I watched on TV a harrowing account of the heartbreaking effects of foot and mouth disease on three North-East farming families.

The disaster and misery inflicted in total on some 4,000 farming families and the gruesome deaths of more of more than three million animals is out of all proportion to the to the dangers of the disease, which is just a virulent, but not fatal, influenza in animals and has no affect on human health.

With no recent outbreaks, farmers were hoping the disease had run its course, but Defra announces that the Inkerman burial site at Tow law will not be closed, in case of further outbreaks next year.

It also states that mass culling is the preferred option for future outbreaks and is rushing special bills through Parliament, under the guise of Animal Health Care, to enable its officers to enter farms at any time to slaughter animals suspected of carrying disease, giving the farmer no right of appeal.

Rural Affairs Margaret Beckett says she hopes the small family farm will survive the foot and mouth outbreak.

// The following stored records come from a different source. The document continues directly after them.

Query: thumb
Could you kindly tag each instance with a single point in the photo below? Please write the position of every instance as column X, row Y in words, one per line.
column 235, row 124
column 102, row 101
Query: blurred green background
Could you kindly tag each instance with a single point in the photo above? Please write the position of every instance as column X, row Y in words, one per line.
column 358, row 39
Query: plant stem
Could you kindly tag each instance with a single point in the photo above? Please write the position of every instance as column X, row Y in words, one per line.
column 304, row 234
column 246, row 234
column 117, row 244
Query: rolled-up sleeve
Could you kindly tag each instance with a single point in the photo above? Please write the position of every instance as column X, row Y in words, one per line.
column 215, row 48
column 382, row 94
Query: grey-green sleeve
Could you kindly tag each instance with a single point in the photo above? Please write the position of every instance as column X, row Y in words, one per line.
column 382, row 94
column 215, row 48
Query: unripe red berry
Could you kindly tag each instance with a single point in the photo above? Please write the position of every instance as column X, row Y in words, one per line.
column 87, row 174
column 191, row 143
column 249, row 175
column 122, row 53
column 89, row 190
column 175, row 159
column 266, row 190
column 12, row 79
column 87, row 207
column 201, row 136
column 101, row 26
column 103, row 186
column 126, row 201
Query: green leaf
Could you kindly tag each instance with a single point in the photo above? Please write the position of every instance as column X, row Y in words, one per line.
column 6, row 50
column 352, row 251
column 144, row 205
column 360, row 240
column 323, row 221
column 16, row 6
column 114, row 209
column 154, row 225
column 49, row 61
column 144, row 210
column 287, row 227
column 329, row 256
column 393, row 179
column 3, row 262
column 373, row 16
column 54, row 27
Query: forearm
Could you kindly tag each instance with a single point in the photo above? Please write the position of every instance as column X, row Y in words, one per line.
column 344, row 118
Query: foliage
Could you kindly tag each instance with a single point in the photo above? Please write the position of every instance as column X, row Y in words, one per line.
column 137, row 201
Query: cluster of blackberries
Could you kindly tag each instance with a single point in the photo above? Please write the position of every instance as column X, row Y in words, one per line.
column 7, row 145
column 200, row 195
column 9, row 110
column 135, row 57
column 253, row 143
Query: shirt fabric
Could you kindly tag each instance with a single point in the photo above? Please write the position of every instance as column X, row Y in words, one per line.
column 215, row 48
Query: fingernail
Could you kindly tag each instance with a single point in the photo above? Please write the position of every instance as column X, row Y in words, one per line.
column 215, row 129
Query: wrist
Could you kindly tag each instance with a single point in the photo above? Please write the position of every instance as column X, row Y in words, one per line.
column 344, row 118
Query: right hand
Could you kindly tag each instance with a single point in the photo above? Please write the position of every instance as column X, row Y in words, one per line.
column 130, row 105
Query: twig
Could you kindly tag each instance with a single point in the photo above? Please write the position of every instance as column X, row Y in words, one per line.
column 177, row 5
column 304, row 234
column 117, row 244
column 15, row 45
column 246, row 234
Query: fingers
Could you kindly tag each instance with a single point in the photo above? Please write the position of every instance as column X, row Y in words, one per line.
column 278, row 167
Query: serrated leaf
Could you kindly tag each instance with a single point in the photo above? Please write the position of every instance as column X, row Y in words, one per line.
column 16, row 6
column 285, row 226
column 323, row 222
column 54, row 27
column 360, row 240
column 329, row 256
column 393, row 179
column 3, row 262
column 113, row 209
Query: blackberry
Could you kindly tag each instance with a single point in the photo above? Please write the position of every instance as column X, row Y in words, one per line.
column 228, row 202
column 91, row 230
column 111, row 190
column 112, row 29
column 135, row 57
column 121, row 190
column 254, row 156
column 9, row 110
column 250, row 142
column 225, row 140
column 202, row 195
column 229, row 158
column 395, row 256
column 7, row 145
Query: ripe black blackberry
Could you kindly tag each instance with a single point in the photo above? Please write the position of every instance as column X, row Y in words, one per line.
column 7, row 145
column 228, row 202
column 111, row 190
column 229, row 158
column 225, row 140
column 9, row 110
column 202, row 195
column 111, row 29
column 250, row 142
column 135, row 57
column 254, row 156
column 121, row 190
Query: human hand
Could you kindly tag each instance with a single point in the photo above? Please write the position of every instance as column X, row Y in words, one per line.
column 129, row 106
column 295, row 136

With these powers the Government can ensure that family farming will not survive into the 21st Century.

Rosemary Scott pointed out last week the futility of the slaughter policy to control foot and mouth, that many reputable scientists would prefer a single vaccination which does not entail future culling.

Government scientists seem to regard the slaughter policy as the sacred cow of British farming policy.

Farmers and their families, their vets, and friends in ancillary industries, along with other rural industries like tourism, who have witnessed their livelihoods vanishing in the smoke of funeral pyres, their life's work consumed in the ashes and their future in ruins, must not allow this industry to be burdened with this monstrous slaughter policy.

We demand an open inquiry into the cause and conduct of the recent outbreak and for our farming leaders to take notice of the views of farmers that the slaughter policy is unacceptable.